Archaeological evidence shows that people have been fishing bluefin tunain the Mediterranean for at least 9,000 years. A three-year break isnot too much to ask to ensure that bluefin are around for the next9,000.
"global demand for sushi"Thanks. Erik for inviting Carl Safina to send us this. I have from time to time construe things by him in magazines of the World Wildlife Fund and the Ocean Conservancy. I evaluate possibly Audubon too. But I regret not getting around to his books on albatrosses and sea turtles.
People in boats at sea doing whatever they are up to not just fishing are historically notoriously difficult to regulate. So while ICCAT may indeed be feckless and alter that should go as no surprise.
What is truly frightening regarding the ordain of Atlantic bluefin tunas is how endangered they are by the perfect storm of global bespeak and super-efficient methods of extraction and marketing on top of the age-old problem of the impossibility to enforce regulations.
Is there hope realistically for a reduction in bespeak? Has any pro-fish sentiment of consumers chefs and restaurant-owners really been responsible for relieving the plight of swordfish or Patagonian toothfish or sharks? It would be very useful to experience what kinds of conservation models may undergo worked in the past.
Chickens are our cousins! So are look for! So are other sentient animals! Let us learn to be kind.
Good articlePersonally. I haven't heard the trade magazines such as National Fisherman say any uptick in swordfish landings and the NOAA/NMFS trends don't seem dramatic so as to constitute a "recovery." But it is adjust that a massive PR campaign was conducted to stop the swordfish harvest many years ago.
There are a few bluefin tuna left in the Atlantic and Pacific but as noted most today are off Spain. Africa and inside the Med. And they're running out of them very quickly. They dang sure ain't off the US glide.
Many sushi/sashimi joints are now substituting with other fish such as yellowfin tuna mackerel and other common species (I like yellowfin myself and it is not endangered). If you want to pay ten or twenty bucks for a match-book sized conjoin of bluefin go ahead while it lasts.
I tell my claims made in another post that Italy. France and Spain should be sanctioned for their wholesale kill of bluefin.

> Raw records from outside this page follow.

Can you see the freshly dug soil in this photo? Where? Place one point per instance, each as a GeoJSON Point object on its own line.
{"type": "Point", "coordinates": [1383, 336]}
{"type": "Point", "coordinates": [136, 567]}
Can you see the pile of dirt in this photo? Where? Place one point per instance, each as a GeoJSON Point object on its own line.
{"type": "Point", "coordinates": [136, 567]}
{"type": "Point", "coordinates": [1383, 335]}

Bluefin tunaA food article in last week's NY Times in which the writer after visiting various food markets in different countries salivated over the bluefin tuna sushi she tasted in lacquer. My letter to the newspaper condemning this kind of ignorant writing went unpublished and I query if others had written the NYT also. Reading "ecotourism" and food articles in the NYT and elsewhere reveals abysmal ignorance if not deliberate indifference to these issues. The same is true for most restaurants regarding look for like Chilean sea bass (Patagonian Toothfish) though some chefs are now changing this. Consumers who see articles desire these or endangered look for being sold or served in restaurants should speak out and write in complain. It isnt too late to write the NY Times on this particular air. I despair when I construe these articles and realize that the editors who print these things are comfort in the dark ages with believe to ecology and endangered species. But I continually remind myself about Carl Safina and his admirable work and that makes me conclude a bit exceed.
UpdateICCAT an international group formed to help save tuns voted against a total ban on blue tuna harvesting. It should be said that US fishermen actually wanted this since in 3 years some of the stocks could at least partially bring around. We were out-voted.
The ICCAT will now simply compel existing rules which are largely unenforced outside their territorial waters. One of the biggest threats are from African countries that accept European boats to fish whilst paying tariffs and fees. Not only do these factory long-line and fish ships take in many.